Matt ran into the Grim Reaper, perhaps appropriately, in the meat section of the supermarket.
The most surprising thing about him wasn’t that he was grocery shopping in Woolworths. It was that he looked so damn much like the Grim Reaper. Same dirty skull for a face. Same black, hollow eye sockets. He even wore a black shroud and carried a scythe in his hand.
He was the spitting image of the Reaper in that famous AIDS awareness commercial from the 80s. The one who knocked helpless people down with bowling balls in a dark, misty alley.
Matt tried to remain casual. “How’s things?” he asked
“Yeah, not bad,” said the Reaper said. “Things could be a lot worse.”
“What are you up to?” asked Matt. “Shopping for meat?” He felt stupid as soon as he’d said it. The Reaper probably liked his produce a little…well, fresher.
“Actually,” said the Reaper. “I came to speak to you.”

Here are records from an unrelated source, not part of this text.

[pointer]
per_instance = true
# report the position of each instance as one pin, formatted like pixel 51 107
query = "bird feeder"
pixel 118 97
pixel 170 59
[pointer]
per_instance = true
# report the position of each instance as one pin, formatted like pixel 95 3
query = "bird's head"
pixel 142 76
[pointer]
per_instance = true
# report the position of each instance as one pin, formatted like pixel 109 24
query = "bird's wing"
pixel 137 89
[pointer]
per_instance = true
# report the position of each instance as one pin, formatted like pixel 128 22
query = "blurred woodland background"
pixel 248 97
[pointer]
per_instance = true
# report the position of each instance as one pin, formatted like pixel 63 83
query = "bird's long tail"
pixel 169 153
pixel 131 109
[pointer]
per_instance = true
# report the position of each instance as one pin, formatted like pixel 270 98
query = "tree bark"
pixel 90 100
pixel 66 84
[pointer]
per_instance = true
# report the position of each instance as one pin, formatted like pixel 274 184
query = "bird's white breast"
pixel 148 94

Matt froze. It was rarely a good thing when the messenger of death came to visit you personally. In fact, it usually meant…
“I’ve got some bad news for you, Matt,” the Reaper said. “You might want to sit down for this.”
“Okay,” said Matt. He sat down and crossed his legs in the middle of the aisle, stopping a woman with a trolley from getting past.
“Actually, stand up,” said the Reaper.
Matt stood up. The middle-aged lady edged past, scowling at him.
“Matt,” said the Reaper. “I’m sorry to say you’re dead.”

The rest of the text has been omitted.